I am an avid defender of literature. I won’t join your cause if you champion removing literature from the high school classroom because its subject(s) or themes are too adult or otherwise controversial for teenagers. They know about sex. They know about racism. Unfortunately, many of them know about a lot of the world’s evils by the time they reach my classroom at seventeen or eighteen years of age.
In The Picture of Dorian Gray, Oscar Wilde asserts that, “The books that the world calls immoral are books that show the world its own shame.” Novels that often land on banned lists do not create the realities they depict, and removing the novels from shelves will do nothing but deny students access to excellent literature every American student ought to read. These novels present students with well-written scenarios that reflect harsh realities students need to read and discuss with their peers and a capable, mature, moral teacher. It is this last piece of the puzzle, the teacher, that is too often the missing piece in the literature classroom.
The high school literature classroom, especially in the senior year, is not a place to pretend the world is simple and kind and plagued only by problems that can be solved quickly and easily; it is a place to read and discuss excellent literature that explores the plight of man, and therein lies the power inherent in the position of teaching high school literature. I do not think it is too much for parents to demand to know more of a literature teacher’s worldview. It is the lens via which she will spend months exploring all manner of issues with their minor child.
An individual’s worldview will color her approach to literature, and thus it will color her approach to teaching literature. To pretend otherwise is naive folly. This is one reason I am returning to my former job at a private school, which impacts not only how I teach but what I am allowed to teach. We read C.S. Lewis’s The Screwtape Letters. We discuss Satan and the reality of heaven and hell and Satan’s desire to drag us all to hell with him. We run the gamut in terms of great literature, and I do not wish to attempt to teach The Awakening or As I Lay Dying or Nineteen Eighty-Four or any of the novels I love so much in a setting in which I am asked to cover topics like sin and death and adultery and fornication absent the lens of my Christianity.

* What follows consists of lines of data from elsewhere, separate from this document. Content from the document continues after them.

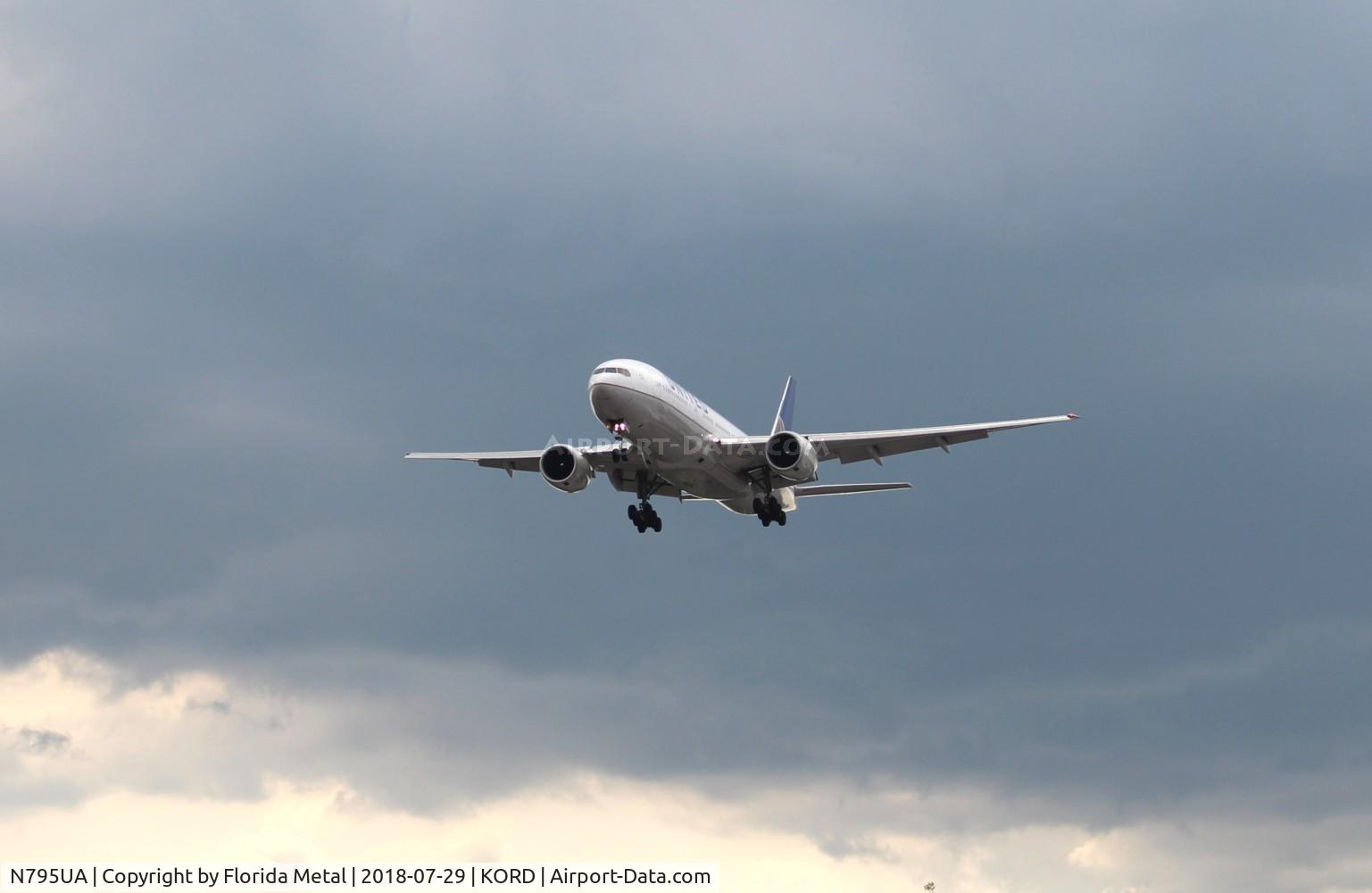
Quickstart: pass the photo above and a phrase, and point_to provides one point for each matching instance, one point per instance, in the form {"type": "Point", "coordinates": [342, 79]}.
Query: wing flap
{"type": "Point", "coordinates": [843, 490]}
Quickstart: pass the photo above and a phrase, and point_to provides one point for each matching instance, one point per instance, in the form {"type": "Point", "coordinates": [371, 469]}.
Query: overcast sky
{"type": "Point", "coordinates": [252, 254]}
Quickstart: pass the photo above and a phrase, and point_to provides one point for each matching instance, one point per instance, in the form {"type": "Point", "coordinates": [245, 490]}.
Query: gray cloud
{"type": "Point", "coordinates": [252, 257]}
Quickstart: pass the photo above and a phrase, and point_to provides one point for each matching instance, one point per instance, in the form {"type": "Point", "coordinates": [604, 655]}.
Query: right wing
{"type": "Point", "coordinates": [843, 490]}
{"type": "Point", "coordinates": [527, 460]}
{"type": "Point", "coordinates": [511, 461]}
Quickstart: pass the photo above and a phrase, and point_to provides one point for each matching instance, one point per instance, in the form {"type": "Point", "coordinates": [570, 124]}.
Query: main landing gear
{"type": "Point", "coordinates": [644, 514]}
{"type": "Point", "coordinates": [644, 517]}
{"type": "Point", "coordinates": [770, 511]}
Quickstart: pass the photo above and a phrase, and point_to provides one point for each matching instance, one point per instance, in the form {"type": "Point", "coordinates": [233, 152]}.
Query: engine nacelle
{"type": "Point", "coordinates": [792, 457]}
{"type": "Point", "coordinates": [564, 468]}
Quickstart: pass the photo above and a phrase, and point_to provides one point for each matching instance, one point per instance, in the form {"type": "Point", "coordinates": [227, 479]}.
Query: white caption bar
{"type": "Point", "coordinates": [332, 877]}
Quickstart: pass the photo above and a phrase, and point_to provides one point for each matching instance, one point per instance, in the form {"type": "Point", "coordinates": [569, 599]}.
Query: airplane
{"type": "Point", "coordinates": [669, 442]}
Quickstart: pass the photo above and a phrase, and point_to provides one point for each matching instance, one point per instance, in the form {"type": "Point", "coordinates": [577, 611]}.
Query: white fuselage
{"type": "Point", "coordinates": [669, 424]}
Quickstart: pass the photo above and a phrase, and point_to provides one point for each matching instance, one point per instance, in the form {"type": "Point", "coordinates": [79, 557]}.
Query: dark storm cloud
{"type": "Point", "coordinates": [250, 257]}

You need to know what your child is reading in school, and you need to ask questions about how that material is being covered. The answer is not to ban excellent books because Edna Pontellier has an affair or because Winston Smith expresses violent sexual desires. The answer is to have meaningful discussions about these matters, to discuss why dystopian literature often features a government that attempts to regulate sex and reproduction and how that thwarts God’s intent for his creation in physical, spiritual, and emotional ways. The individual leading these discussions with your child, her views about God, morality, adultery, the nuclear family, etc., should be of grave concern to you. Parents often concern themselves so much with the books being taught and think little to nothing of who is teaching the material and how she views the world.